Effect of the cathode potential and sulfate ions on nitrate reduction in a microbial electrochemical denitrification system.

作者信息

Nguyen Van Khanh, Park Younghyun, Yang Heechun, Yu Jaecheul, Lee Taeho

机构信息

Department of Civil and Environmental Engineering, Pusan National University, Pusan, 609-735, Republic of Korea.

出版信息

J Ind Microbiol Biotechnol. 2016 Jun;43(6):783-93. doi: 10.1007/s10295-016-1762-6. Epub 2016 Mar 28.

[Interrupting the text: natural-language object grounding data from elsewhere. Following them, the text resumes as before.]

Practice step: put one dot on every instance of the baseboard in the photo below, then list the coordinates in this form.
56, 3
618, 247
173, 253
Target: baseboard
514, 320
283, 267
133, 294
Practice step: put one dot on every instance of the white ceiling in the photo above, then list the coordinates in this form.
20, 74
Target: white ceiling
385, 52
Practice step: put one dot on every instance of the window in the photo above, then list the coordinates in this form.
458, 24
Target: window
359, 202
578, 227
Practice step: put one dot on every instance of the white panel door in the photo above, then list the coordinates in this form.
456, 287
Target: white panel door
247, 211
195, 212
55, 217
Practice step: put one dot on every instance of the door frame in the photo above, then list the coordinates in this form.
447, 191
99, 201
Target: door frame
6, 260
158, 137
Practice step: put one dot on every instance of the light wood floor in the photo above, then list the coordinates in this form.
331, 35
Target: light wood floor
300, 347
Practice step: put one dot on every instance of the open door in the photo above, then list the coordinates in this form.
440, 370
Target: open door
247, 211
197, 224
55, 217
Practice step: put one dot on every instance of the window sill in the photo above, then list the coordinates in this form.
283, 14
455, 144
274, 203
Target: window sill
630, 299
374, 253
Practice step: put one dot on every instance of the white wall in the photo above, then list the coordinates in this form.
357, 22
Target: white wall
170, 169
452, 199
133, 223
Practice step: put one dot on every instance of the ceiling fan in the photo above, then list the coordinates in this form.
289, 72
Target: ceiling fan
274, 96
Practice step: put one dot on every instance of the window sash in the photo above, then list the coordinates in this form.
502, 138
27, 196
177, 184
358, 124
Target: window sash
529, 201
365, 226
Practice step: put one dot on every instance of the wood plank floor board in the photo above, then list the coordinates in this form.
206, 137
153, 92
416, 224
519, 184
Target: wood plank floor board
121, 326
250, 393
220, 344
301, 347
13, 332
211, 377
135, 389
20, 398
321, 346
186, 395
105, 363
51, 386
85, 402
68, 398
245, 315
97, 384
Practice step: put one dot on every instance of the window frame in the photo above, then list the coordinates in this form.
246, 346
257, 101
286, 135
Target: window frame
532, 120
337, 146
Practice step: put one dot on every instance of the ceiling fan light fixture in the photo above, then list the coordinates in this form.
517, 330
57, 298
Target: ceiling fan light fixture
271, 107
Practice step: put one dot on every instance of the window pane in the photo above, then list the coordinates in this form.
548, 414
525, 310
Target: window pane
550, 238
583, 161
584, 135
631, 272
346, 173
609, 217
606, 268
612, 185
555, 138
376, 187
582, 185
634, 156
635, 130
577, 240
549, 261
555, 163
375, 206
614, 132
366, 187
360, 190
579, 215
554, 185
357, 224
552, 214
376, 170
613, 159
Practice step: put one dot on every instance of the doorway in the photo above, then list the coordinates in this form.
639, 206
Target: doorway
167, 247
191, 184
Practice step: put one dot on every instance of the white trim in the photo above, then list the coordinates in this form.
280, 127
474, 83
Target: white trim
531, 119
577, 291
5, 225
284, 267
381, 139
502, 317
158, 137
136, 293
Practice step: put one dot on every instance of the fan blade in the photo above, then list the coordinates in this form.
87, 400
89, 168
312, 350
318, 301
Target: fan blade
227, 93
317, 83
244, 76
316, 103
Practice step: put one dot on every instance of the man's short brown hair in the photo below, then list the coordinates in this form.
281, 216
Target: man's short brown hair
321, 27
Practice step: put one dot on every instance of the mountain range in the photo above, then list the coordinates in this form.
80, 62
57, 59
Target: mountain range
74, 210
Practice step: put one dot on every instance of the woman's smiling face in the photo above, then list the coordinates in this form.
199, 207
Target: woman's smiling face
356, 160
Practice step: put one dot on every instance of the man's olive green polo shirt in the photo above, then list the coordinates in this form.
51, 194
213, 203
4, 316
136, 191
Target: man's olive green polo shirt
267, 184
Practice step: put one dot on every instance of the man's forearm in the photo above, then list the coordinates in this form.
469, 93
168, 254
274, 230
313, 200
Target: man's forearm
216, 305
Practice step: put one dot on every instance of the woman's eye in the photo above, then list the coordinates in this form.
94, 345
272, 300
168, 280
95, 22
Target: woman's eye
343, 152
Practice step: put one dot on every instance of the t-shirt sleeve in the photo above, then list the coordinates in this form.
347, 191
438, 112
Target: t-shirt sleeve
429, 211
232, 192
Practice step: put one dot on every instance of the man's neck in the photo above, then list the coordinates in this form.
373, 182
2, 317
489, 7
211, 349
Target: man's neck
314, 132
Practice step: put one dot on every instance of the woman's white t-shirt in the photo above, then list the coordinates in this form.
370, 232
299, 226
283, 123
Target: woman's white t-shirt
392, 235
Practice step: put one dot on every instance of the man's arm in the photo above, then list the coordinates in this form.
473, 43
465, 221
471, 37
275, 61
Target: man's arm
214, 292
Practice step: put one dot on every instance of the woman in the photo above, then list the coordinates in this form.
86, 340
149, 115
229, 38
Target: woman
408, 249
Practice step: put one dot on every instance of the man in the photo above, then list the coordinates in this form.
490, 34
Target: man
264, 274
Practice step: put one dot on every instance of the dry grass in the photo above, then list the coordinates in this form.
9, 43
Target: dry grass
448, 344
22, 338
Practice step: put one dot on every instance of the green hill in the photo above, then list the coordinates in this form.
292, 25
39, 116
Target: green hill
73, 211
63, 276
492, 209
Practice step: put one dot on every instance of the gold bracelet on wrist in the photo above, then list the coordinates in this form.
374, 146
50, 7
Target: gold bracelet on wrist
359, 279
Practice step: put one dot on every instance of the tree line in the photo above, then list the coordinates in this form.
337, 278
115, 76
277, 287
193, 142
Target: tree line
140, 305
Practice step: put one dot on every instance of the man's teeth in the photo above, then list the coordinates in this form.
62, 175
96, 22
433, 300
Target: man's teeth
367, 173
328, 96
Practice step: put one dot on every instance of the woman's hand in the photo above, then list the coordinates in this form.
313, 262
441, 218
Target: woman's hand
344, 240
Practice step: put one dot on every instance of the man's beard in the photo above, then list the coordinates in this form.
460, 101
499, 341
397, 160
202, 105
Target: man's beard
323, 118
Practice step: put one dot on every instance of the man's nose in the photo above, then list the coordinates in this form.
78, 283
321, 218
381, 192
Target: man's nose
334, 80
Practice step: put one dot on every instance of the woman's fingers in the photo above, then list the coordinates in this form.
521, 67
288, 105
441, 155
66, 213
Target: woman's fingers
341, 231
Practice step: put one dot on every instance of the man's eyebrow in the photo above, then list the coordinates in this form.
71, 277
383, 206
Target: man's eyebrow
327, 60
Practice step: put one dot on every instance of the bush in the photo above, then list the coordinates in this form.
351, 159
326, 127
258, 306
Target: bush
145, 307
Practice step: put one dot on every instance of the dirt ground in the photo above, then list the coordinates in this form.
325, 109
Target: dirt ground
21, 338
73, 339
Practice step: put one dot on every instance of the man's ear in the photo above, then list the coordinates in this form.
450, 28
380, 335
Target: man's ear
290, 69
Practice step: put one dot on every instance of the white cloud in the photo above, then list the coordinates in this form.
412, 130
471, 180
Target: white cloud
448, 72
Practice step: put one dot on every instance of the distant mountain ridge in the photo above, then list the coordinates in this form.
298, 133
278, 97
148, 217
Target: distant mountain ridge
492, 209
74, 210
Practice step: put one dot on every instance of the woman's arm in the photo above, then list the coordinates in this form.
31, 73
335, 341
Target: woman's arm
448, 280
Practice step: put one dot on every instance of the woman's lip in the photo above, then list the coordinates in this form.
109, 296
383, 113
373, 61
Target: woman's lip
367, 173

DOI:10.1007/s10295-016-1762-6
PMID:27021845
Abstract

Recently, bioelectrochemical systems have been demonstrated as advantageous for denitrification. Here, we investigated the nitrate reduction rate and bacterial community on cathodes at different cathode potentials [-300, -500, -700, and -900 mV vs. standard hydrogen electrode (SHE)] in a two-chamber microbial electrochemical denitrification system and effects of sulfate, a common nitrate co-contaminant, on denitrification efficiency. The results indicated that the highest nitrate reduction rates (3.5 mg L(-1) days(-1)) were obtained at a cathode potential of -700 mV, regardless of sulfate presence, while a lower rate was observed at a more negative cathode potential (-900 mV). Notably, although sulfate ions generally inhibited nitrate reduction, this effect was absent at a cathode potential of -700 mV. Polymerase chain reaction-denaturing gradient gel electrophoresis revealed that bacterial communities on the graphite-felt cathode were significantly affected by the cathode potential change and sulfate presence. Shinella-like and Alicycliphilus-like bacterial species were exclusively observed on cathodes in reactors without sulfate. Ochrobactrum-like and Sinorhizobium-like bacterial species, which persisted at different cathode potentials irrespective of sulfate presence, were shown to contribute to bioelectrochemical denitrification. This study suggested that a cathode potential of around -700 mV versus SHE would ensure optimal nitrate reduction rate and counteract inhibitory effects of sulfate. Additionally, sulfate presence considerably affects denitrification efficiency and microbial community of microbial electrochemical denitrification systems.

摘要

最近,生物电化学系统已被证明在反硝化方面具有优势。在此,我们研究了两室微生物电化学反硝化系统中不同阴极电位[-300、-500、-700和-900 mV对标准氢电极(SHE)]下阴极上的硝酸盐还原率和细菌群落,以及常见的硝酸盐共污染物硫酸盐对反硝化效率的影响。结果表明,无论是否存在硫酸盐,在阴极电位为-700 mV时均可获得最高的硝酸盐还原率(3.5 mg L⁻¹ d⁻¹),而在更负的阴极电位(-900 mV)下观察到的还原率较低。值得注意的是,虽然硫酸根离子通常会抑制硝酸盐还原,但在阴极电位为-700 mV时这种抑制作用不存在。聚合酶链反应-变性梯度凝胶电泳显示,石墨毡阴极上的细菌群落受到阴极电位变化和硫酸盐存在的显著影响。仅在无硫酸盐的反应器阴极上观察到类申氏菌属和类嗜环烷菌属细菌物种。无论是否存在硫酸盐,在不同阴极电位下均能持续存在的类慢生根瘤菌属和类中华根瘤菌属细菌物种被证明对生物电化学反硝化有贡献。本研究表明,相对于SHE约-700 mV的阴极电位可确保最佳的硝酸盐还原率,并抵消硫酸盐的抑制作用。此外,硫酸盐的存在会显著影响微生物电化学反硝化系统的反硝化效率和微生物群落。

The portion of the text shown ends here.